A geração que pediu demissão
Outro dia estava reparando nas pessoas ao meu redor, principalmente as que me inspiram e que são da mesma geração. Muitas delas tinham algo em comum que eu me identifiquei imediatamente, todas elas encontraram a felicidade no pedido de demissão.
Teve o amigo que pediu demissão de um cargo super bem posicionado em uma multinacional alemã para ser viajante, outra que resolveu trocar a “segurança” do salário fixo para fazer intercâmbio, teve outra que vendeu seu carro, entregou seu apartamento, arquivou sua carteira de trabalho para ser voluntária em escolas pelo mundo, entre outras diversas histórias que fui ouvindo e compartilhando da mesma felicidade.
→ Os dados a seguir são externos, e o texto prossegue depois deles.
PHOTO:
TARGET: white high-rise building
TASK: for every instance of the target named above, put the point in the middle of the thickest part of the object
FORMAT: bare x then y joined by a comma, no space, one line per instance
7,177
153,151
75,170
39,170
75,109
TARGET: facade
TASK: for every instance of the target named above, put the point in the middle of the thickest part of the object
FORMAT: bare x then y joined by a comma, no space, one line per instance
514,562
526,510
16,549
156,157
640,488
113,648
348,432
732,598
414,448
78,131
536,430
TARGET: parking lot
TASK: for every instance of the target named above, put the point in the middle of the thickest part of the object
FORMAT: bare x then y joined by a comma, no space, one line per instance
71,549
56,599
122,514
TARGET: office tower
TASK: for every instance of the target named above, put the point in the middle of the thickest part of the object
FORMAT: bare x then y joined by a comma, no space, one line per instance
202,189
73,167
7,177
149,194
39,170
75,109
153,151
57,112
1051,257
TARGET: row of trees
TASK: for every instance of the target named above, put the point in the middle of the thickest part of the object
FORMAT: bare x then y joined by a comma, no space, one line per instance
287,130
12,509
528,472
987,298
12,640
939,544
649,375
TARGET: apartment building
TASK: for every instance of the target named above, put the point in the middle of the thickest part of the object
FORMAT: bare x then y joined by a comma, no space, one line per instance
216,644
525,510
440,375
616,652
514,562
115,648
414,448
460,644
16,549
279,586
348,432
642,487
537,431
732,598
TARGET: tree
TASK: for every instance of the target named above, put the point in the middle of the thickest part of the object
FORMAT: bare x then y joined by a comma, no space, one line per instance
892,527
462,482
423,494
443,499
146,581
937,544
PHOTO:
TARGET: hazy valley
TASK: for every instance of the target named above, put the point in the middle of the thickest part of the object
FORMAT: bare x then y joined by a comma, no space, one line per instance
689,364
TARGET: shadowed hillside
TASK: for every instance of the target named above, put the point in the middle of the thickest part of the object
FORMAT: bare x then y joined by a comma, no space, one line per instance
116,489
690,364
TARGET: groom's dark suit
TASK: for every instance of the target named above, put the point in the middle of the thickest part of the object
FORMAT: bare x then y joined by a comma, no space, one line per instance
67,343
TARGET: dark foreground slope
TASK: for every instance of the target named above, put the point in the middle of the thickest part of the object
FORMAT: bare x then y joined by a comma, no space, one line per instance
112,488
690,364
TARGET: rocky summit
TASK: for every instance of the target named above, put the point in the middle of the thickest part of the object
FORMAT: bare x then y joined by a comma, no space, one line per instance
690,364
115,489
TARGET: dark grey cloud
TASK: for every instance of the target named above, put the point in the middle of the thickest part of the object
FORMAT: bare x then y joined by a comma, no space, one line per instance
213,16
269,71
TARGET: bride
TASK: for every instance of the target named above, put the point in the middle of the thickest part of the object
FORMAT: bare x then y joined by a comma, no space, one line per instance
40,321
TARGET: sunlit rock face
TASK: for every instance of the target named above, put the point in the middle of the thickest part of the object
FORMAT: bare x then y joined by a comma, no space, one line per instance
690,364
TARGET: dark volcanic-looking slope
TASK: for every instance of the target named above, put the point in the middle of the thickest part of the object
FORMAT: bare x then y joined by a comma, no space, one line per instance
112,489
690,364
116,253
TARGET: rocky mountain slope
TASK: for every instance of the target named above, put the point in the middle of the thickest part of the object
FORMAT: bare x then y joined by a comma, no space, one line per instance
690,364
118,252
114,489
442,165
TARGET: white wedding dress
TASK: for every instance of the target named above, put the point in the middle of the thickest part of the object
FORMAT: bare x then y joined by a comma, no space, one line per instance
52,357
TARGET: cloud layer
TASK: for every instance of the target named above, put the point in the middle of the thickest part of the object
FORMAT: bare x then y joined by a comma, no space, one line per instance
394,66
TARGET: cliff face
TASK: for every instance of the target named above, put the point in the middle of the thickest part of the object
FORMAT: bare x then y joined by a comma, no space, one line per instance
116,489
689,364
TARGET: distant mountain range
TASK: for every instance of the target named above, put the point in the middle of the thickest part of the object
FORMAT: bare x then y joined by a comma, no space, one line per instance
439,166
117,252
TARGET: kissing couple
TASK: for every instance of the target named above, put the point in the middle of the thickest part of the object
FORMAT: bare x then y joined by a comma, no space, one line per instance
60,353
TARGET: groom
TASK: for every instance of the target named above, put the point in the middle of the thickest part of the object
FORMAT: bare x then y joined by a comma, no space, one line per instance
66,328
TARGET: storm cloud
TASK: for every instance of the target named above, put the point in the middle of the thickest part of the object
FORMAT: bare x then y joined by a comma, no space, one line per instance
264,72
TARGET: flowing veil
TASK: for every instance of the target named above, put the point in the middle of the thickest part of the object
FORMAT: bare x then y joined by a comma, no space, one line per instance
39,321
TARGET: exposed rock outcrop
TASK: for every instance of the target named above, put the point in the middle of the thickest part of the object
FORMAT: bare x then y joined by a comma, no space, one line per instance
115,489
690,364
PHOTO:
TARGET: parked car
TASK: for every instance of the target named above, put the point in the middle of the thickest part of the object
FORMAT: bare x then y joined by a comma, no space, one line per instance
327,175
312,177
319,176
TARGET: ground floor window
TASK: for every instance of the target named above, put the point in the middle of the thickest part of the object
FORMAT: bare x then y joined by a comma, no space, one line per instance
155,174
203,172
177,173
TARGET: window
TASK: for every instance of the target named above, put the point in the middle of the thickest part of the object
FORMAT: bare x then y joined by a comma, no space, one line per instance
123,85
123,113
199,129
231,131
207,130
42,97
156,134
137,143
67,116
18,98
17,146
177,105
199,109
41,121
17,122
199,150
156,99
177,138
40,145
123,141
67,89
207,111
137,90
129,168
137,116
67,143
Nem todas as pessoas da Geração Y pediram demissão.

Mas foi essa galerinha que começou a revolucionar muita coisa no mundo do viver com propósito. Se você também é dessa geração que nasceu entre 1982 e 1994 provavelmente você vai entender o que eu vou falar.
Há tempos que ser feliz era ter uma família com filhos, um casamento estável, casa limpinha (e própria de preferencia), um emprego bem sucedido e estabilidade financeira. Nesse caso os nossos avós tentaram fazer o seu melhor, porque talvez esse fosse o propósito de felicidade daquela geração.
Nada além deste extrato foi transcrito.